On May 6, 2010, the Flash Crash, stocks of US financial leaders such as Accenture were trading down to a single cent per share, and shares of Apple soared to 100000 dollars. Wholesomely, only 36 minutes of the episode were spent. One trader in the United Kingdom, known as Navinder Sara, was later identified to have aided in the event triggering.

The 2015 China Tremor

The stock buyback was an unprecedented move by the government in China w, which disclosed that the government-owned funding has been buying local shares directly to support prices artificially. Nevertheless, even with this intervention, the Chinese market valuation of $5 trillion was lost in three weeks, nd it revealed the structural weakness of the second largest economy in the world to the American investors, the first time in history.

COVID Crash 2020

The 34 percent crash of the S and P 500 that happened between February and March 2020 was so fast that trading was brought to a halt on four occasions in a two-week period, which had never happened before in the history of the NYSE. On April 20, 2020, the futures price of oil became negative in the market in the blink of an eye; that is, sellers were asking buyers to take delivery of barrels at a price below zero.

The 2022 Rate Rout

In 2022 alone, the aggregate values of the losses of Meta, Amazon, Apple, Netflix, and Alphabet were more than 4 trillion in market capitalization, which is more than all the GDP of Germany.

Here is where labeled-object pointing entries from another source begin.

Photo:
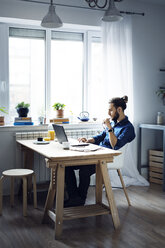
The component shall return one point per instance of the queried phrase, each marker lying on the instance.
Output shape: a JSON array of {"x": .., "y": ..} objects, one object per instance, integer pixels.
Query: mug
[
  {"x": 51, "y": 134},
  {"x": 65, "y": 145}
]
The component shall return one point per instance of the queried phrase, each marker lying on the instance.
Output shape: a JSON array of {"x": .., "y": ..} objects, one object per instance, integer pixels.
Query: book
[{"x": 23, "y": 123}]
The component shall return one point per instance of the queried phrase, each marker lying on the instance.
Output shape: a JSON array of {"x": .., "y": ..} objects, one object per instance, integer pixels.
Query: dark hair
[{"x": 119, "y": 102}]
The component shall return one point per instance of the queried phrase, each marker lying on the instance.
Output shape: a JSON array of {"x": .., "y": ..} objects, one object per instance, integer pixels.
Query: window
[
  {"x": 48, "y": 66},
  {"x": 67, "y": 70},
  {"x": 95, "y": 82},
  {"x": 27, "y": 70}
]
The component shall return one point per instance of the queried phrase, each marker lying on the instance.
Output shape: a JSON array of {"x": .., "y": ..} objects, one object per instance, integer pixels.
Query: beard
[{"x": 115, "y": 117}]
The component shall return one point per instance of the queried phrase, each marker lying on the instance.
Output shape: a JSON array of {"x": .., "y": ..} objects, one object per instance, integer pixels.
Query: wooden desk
[{"x": 57, "y": 159}]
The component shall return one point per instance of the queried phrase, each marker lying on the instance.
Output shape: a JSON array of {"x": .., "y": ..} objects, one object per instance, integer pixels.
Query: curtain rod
[{"x": 80, "y": 7}]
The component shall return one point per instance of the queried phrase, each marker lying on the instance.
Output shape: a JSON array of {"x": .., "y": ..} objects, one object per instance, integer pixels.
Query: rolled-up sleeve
[
  {"x": 126, "y": 136},
  {"x": 99, "y": 138}
]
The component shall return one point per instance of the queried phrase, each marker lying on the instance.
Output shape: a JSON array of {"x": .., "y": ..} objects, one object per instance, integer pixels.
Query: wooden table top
[{"x": 55, "y": 152}]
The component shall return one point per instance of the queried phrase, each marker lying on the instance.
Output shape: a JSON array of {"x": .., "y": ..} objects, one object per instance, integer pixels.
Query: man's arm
[{"x": 112, "y": 137}]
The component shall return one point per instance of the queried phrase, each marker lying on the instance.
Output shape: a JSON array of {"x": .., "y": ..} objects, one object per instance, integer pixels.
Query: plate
[{"x": 41, "y": 142}]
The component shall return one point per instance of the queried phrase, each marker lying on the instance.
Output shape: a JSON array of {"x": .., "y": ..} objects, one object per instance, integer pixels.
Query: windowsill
[{"x": 78, "y": 125}]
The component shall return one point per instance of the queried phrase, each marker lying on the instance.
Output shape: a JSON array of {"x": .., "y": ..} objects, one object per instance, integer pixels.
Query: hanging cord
[{"x": 80, "y": 7}]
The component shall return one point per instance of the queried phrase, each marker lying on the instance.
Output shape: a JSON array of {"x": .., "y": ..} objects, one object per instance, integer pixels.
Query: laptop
[{"x": 62, "y": 137}]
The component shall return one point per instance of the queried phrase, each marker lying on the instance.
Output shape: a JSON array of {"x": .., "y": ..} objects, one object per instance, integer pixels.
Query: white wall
[{"x": 148, "y": 44}]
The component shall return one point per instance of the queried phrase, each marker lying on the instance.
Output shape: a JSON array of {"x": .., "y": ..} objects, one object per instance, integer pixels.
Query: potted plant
[
  {"x": 59, "y": 107},
  {"x": 22, "y": 109},
  {"x": 161, "y": 93},
  {"x": 2, "y": 118}
]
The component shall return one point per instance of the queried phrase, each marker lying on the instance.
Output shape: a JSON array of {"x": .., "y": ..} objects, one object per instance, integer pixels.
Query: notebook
[{"x": 62, "y": 137}]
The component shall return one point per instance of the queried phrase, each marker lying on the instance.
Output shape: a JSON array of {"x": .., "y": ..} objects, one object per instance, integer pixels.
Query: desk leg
[
  {"x": 139, "y": 149},
  {"x": 28, "y": 164},
  {"x": 164, "y": 160},
  {"x": 51, "y": 194},
  {"x": 99, "y": 184},
  {"x": 110, "y": 197},
  {"x": 59, "y": 200}
]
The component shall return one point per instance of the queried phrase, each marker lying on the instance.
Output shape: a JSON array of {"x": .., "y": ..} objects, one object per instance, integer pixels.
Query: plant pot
[
  {"x": 60, "y": 113},
  {"x": 2, "y": 120},
  {"x": 22, "y": 112}
]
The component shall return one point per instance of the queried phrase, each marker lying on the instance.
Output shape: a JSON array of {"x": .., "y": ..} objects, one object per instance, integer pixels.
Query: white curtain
[{"x": 118, "y": 81}]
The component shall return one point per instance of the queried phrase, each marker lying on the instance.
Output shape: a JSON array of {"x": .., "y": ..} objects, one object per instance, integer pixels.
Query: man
[{"x": 117, "y": 133}]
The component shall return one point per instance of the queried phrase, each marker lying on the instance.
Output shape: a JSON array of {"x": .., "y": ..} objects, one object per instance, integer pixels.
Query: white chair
[
  {"x": 117, "y": 165},
  {"x": 19, "y": 173}
]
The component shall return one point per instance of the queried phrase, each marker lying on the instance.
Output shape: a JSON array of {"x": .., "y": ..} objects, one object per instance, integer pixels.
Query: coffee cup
[{"x": 65, "y": 145}]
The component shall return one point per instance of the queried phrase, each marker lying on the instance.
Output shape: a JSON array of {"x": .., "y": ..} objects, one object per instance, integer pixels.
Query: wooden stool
[{"x": 20, "y": 173}]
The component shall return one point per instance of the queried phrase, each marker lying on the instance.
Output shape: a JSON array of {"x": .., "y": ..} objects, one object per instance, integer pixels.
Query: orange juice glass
[{"x": 51, "y": 134}]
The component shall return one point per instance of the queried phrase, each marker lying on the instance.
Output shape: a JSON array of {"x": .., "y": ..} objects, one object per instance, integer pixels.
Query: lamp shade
[
  {"x": 112, "y": 14},
  {"x": 51, "y": 20}
]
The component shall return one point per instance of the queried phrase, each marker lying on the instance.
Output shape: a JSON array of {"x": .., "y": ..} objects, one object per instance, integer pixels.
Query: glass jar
[{"x": 160, "y": 118}]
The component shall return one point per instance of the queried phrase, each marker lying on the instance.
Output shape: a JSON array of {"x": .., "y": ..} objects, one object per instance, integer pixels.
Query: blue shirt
[{"x": 123, "y": 130}]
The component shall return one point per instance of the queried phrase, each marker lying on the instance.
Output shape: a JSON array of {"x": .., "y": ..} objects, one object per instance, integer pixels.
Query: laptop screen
[{"x": 60, "y": 133}]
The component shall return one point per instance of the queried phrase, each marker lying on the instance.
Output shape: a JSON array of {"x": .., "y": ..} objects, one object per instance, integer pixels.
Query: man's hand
[{"x": 107, "y": 123}]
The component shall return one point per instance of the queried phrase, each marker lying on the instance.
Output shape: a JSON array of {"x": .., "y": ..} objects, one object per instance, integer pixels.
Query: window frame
[{"x": 87, "y": 32}]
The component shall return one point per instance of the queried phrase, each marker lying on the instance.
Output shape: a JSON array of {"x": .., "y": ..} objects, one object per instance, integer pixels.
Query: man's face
[{"x": 112, "y": 111}]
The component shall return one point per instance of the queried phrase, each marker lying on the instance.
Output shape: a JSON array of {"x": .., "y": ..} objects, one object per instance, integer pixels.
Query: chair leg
[
  {"x": 24, "y": 196},
  {"x": 124, "y": 188},
  {"x": 12, "y": 192},
  {"x": 1, "y": 199},
  {"x": 34, "y": 191}
]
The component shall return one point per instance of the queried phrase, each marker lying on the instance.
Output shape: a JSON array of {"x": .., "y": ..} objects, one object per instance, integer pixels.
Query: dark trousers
[{"x": 84, "y": 180}]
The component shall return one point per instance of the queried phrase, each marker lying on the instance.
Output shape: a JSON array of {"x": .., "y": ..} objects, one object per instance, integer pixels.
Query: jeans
[{"x": 84, "y": 180}]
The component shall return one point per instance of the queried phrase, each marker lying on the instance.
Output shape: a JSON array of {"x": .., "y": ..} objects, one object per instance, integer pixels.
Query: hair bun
[{"x": 125, "y": 98}]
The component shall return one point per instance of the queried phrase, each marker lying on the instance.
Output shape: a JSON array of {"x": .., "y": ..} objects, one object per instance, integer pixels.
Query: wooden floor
[{"x": 142, "y": 224}]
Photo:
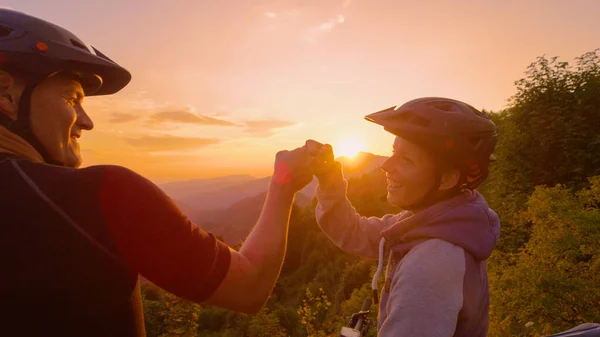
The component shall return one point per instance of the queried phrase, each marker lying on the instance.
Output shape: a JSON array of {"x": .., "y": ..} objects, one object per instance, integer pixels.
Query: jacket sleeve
[
  {"x": 426, "y": 294},
  {"x": 158, "y": 241},
  {"x": 349, "y": 230}
]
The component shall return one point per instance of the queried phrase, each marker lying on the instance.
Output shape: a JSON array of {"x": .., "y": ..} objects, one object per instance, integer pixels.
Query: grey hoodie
[{"x": 438, "y": 283}]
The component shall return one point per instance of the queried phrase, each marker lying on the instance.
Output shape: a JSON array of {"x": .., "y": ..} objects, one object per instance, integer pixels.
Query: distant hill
[
  {"x": 235, "y": 223},
  {"x": 204, "y": 199}
]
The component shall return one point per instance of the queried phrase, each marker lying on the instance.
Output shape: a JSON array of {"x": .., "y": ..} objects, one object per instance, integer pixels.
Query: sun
[{"x": 349, "y": 147}]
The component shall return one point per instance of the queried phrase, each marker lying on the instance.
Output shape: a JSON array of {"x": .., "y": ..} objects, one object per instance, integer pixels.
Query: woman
[{"x": 437, "y": 284}]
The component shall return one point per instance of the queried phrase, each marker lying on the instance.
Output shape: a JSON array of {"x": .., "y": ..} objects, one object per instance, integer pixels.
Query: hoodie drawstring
[{"x": 378, "y": 272}]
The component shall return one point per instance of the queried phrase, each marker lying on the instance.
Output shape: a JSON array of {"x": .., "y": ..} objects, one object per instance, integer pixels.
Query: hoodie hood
[{"x": 464, "y": 220}]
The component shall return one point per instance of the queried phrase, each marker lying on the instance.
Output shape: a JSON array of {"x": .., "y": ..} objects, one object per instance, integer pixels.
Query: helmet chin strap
[{"x": 22, "y": 126}]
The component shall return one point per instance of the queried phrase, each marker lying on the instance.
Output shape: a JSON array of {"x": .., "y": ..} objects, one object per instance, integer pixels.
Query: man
[{"x": 75, "y": 240}]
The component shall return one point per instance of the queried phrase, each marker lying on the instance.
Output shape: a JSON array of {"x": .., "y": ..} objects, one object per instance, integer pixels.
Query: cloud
[
  {"x": 170, "y": 143},
  {"x": 187, "y": 117},
  {"x": 310, "y": 19},
  {"x": 325, "y": 27},
  {"x": 328, "y": 25},
  {"x": 119, "y": 117},
  {"x": 265, "y": 128}
]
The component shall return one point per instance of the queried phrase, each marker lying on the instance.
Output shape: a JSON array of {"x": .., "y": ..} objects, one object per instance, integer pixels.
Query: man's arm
[
  {"x": 427, "y": 292},
  {"x": 255, "y": 268},
  {"x": 158, "y": 241}
]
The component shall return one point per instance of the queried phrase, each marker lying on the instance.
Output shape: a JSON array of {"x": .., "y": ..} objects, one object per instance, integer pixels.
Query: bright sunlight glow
[{"x": 349, "y": 147}]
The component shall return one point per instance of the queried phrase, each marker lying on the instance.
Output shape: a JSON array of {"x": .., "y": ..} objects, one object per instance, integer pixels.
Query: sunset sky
[{"x": 220, "y": 86}]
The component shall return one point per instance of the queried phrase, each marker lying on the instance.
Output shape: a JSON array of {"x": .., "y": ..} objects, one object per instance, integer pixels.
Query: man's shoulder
[{"x": 114, "y": 173}]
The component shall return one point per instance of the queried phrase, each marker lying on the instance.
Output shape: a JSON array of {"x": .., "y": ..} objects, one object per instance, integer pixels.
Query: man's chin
[{"x": 73, "y": 160}]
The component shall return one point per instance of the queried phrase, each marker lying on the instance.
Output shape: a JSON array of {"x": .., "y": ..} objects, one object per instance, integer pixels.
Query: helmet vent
[
  {"x": 444, "y": 106},
  {"x": 414, "y": 119},
  {"x": 79, "y": 45},
  {"x": 475, "y": 142},
  {"x": 5, "y": 31}
]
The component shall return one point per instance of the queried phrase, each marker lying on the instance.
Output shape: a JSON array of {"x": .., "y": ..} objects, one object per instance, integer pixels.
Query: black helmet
[
  {"x": 449, "y": 129},
  {"x": 41, "y": 49}
]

The seven consecutive hikes in interest rates by the Federal Reserve Chairman Jerome Powell were the most rapid tightening process the US economy has had in a calendar year since 1980.

Lessons Never Forgotten

Following the crash of 1929, congressional hearings revealed that giant Wall Street banks had been selling their own customers worthless securities and privately betting against them at the same time – a direct source of inspiration for the Glass-Steagall Act of 1933, which has separated commercial and investment banking for the next 66 years until its repeal in 1999.